Não há dúvida, o nacional–socialismo se consolida como movimento de extrema direita, anti-marxista e antissemita.
Agora sobre o segundo ponto, a pretensa aproximação com o socialismo pela perspectiva estatista do Nazismo.
Para além de ser antissemita e anti-comunista, o nazismo sempre fora anti-liberal. Assim, ele não acreditava em políticas universalistas e descentralizadas. O Estado Nazista, contrário a luta de classes, se aproximava de grandes empresas, tinha um discurso anti especulativo e tinha como objetivo a expansão racial, militar e territorial.
Mais uma vez, ao contrário de perspectivas social-democratas, socialistas ou marxistas, a centralização estatal não tinha intenções distributivas, não pretendia combater a desigualdade econômica ou diferenças sociais. Ao contrário, a razão de existência do Estado era manter as diferenças, diferenças raciais. Estabelecer um estado racialmente hegemônico, escravizar e eliminar raças inferiores. Combater e exterminar a oposição que falava em classes sociais.
O nazismo, ao contrário do socialismo, não intencionava a abolição da propriedade privada e nem a coletivização dos meios de produção. O nazismo gostaria de garantir a arianização da economia, buscava ter alianças com grandes empresas verdadeiramente alemães e buscava construir um estado corporativo.
O nazismo constituía-se assim, como modelo de capitalismo excludente e estatal. Nada mais distante do que qualquer posição à esquerda.
Mas não se enganem, nada mais distante, também, de qualquer posição de direita liberal.
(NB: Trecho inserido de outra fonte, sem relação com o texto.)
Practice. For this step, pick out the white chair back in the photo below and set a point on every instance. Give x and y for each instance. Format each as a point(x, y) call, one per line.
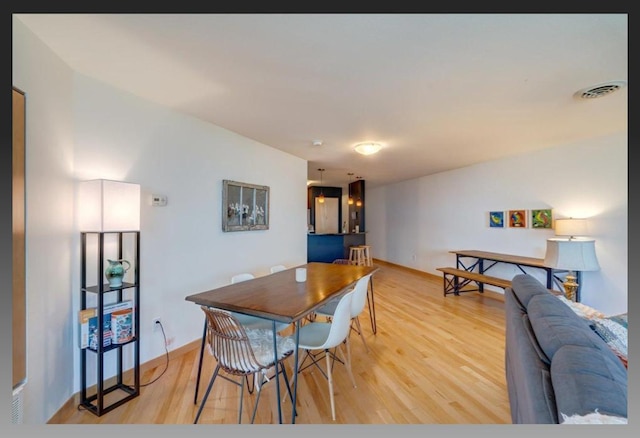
point(242, 277)
point(340, 323)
O nazismo era um movimento de extrema–direita, o que em sua natureza é distinto da direita liberal e democrática.
Por fim, gostaria de afirmar o vínculo do nazismo com teorias conspirativas da história. O complô judaico-marxista era constantemente denunciado por Adolf Hitler em discursos e textos. Não havia, nesse sentido, espaço para o livre pensar.
Todos estavam vinculados a alguma conspiração e deviam ser delatados ao Estado. Assim, não havia espaço para uma esquerda liberal, para a social democracia, para o socialismo não marxista. Ser de esquerda era, segundo as teses nazistas, ser vinculado ao complô judaico-bolchevique. Ser marxista era ser parte da conspiração judaico-comunista.
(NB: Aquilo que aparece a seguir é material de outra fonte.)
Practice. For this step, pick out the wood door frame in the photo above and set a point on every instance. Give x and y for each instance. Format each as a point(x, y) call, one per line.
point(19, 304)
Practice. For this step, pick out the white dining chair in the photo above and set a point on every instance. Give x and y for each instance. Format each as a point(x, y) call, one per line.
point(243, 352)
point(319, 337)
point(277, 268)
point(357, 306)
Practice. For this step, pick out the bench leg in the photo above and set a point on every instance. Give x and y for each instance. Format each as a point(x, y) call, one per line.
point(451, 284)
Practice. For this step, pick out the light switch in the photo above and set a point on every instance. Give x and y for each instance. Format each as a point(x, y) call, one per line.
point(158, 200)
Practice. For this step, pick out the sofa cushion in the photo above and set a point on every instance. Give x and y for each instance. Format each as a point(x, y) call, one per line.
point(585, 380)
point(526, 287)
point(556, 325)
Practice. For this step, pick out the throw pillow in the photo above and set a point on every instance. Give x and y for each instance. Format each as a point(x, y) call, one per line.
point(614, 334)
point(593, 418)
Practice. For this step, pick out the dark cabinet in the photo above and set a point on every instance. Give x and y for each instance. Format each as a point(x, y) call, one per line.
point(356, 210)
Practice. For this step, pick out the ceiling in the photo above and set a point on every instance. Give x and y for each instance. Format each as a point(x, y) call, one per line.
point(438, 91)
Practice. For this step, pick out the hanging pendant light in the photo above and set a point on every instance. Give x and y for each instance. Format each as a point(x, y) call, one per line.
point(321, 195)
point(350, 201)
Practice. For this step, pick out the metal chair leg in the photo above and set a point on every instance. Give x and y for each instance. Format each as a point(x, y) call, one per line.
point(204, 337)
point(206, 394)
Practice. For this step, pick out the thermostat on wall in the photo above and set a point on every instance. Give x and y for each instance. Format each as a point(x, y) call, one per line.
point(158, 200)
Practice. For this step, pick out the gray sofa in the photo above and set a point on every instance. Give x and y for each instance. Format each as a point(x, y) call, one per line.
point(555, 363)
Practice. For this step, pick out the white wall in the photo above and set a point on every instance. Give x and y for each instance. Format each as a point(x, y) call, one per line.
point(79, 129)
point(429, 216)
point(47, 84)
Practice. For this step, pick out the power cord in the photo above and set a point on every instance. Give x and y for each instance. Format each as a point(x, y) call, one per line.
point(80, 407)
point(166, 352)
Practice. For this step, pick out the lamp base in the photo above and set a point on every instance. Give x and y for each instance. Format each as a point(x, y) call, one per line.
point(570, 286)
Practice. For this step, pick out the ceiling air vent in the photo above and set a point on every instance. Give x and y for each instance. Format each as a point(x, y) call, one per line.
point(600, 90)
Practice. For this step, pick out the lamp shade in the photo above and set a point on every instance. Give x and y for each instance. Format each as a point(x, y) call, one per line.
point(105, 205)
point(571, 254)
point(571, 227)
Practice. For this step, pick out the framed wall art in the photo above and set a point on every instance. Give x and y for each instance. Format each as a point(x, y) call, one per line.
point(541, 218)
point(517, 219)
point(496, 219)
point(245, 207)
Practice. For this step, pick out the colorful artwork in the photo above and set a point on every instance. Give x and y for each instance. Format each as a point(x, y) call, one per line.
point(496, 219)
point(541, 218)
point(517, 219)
Devo dizer que o que mais me preocupa nessa onda que tenta vincular o nazismo a esquerda é que percebo esta mesma tentativa. A ideia de conspiração também está presente hoje. Em textos, posts ou vídeos, a narrativa de uma conspiração esquerdista me faz pensar que estamos diante de um novo surto de extrema direita. O que seria trágico para todos os democratas e liberais, sejam de direita ou de esquerda.
O Brasil precisa de uma opinião pública melhor informada, atenta e democrática.